L’uomo, arrivato in Italia lo scorso anno grazie al decreto flussi, si è rivolto nei giorni scorsi alla CGIL per denunciare quanto accaduto. Il sindacato parla di una situazione «kafkiana», che si è verificata nella provincia di Torino e che, purtroppo, non rappresenta un caso isolato.

«Siamo di fronte a una dinamica ricorrente», spiega la CGIL. «La lentezza delle procedure, le difficoltà nel rilascio dei documenti e un iter spesso farraginoso mettono a rischio i diritti fondamentali di migliaia di persone». Il ritardo nell’emissione del permesso ha lasciato l’uomo formalmente senza documenti validi, con tutte le conseguenze del caso: sfruttamento lavorativo, precarietà abitativa, marginalizzazione sociale e persino la possibilità di essere condotto in un Centro per il rimpatrio (Cpr).

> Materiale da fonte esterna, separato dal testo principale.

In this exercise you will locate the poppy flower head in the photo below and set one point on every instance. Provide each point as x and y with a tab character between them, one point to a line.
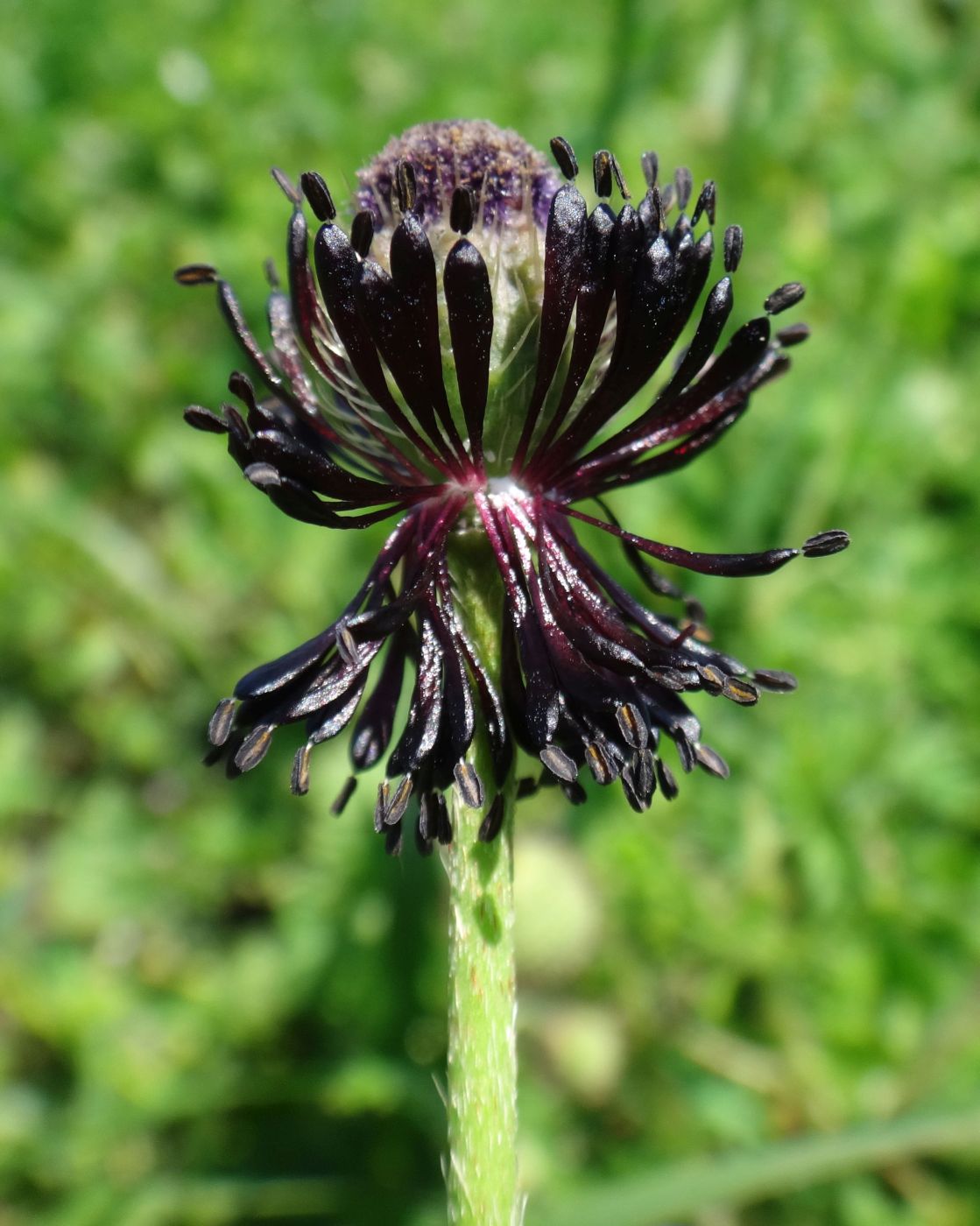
477	353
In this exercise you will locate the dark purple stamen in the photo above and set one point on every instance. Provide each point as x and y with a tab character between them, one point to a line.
356	417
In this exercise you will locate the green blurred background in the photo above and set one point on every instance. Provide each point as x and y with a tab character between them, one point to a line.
218	1004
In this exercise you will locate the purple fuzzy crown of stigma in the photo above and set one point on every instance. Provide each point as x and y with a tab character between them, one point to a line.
358	422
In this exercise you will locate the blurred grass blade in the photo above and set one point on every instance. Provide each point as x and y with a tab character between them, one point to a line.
677	1192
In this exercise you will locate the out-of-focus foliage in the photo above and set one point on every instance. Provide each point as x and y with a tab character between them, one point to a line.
217	1003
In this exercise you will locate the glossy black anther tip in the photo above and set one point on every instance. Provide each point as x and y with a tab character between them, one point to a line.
617	173
318	195
195	275
824	543
732	247
362	233
786	297
603	173
462	211
405	186
705	204
564	156
204	419
263	475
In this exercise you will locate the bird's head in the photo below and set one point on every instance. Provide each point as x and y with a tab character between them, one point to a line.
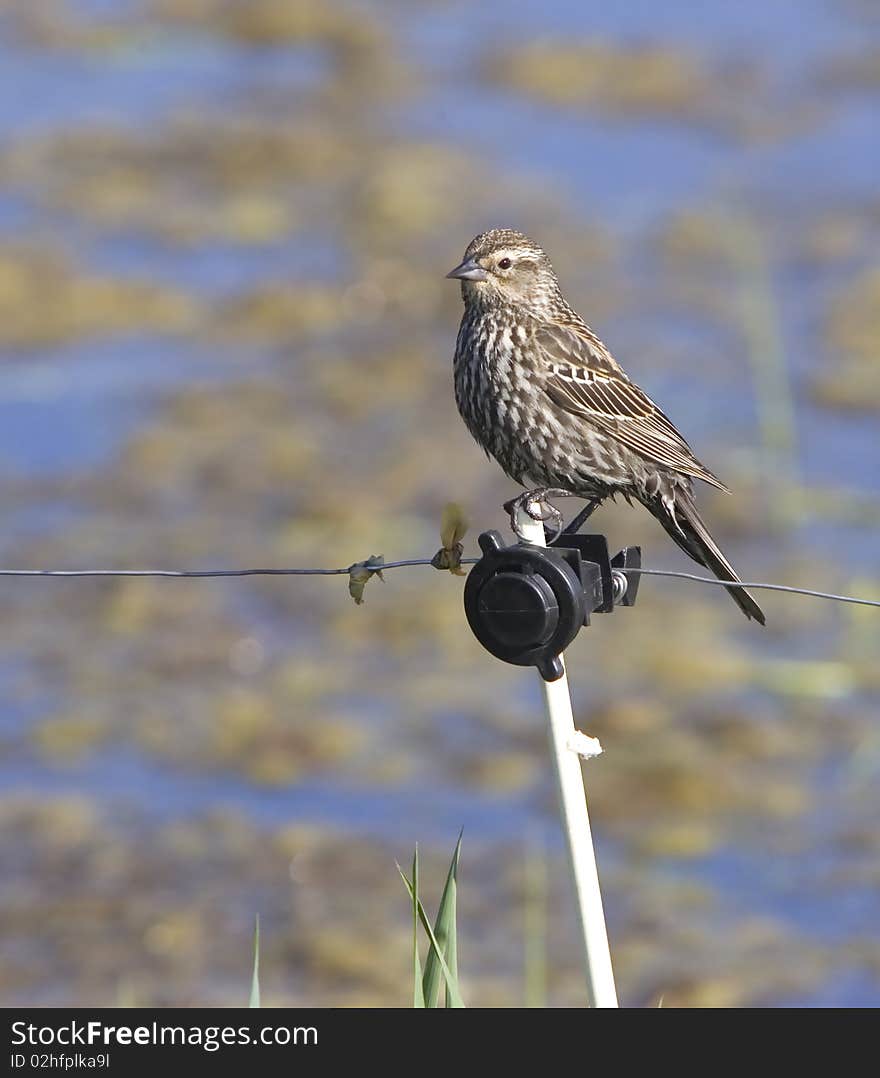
503	266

Il sindacato sottolinea inoltre che solo poche settimane fa il TAR dell’Emilia-Romagna, intervenuto su un caso analogo, ha stabilito che la validità del permesso di soggiorno decorre dalla data della consegna e non da quella della domanda, riconoscendo l’inadeguatezza della macchina amministrativa nel rispettare i tempi previsti.

«Un’interpretazione di buon senso», commenta la CGIL, che chiede ora che tale principio venga recepito anche in Piemonte e a livello nazionale, per evitare che uomini e donne migranti si ritrovino, per colpe non loro, con permessi già scaduti o prossimi alla scadenza nel momento stesso in cui li ricevono.

«È urgente – conclude il sindacato – rivedere i criteri di validità e semplificare le procedure, per tutelare non solo i diritti delle persone migranti ma anche per riaffermare un principio di legalità e giustizia amministrativa che deve valere per tutti».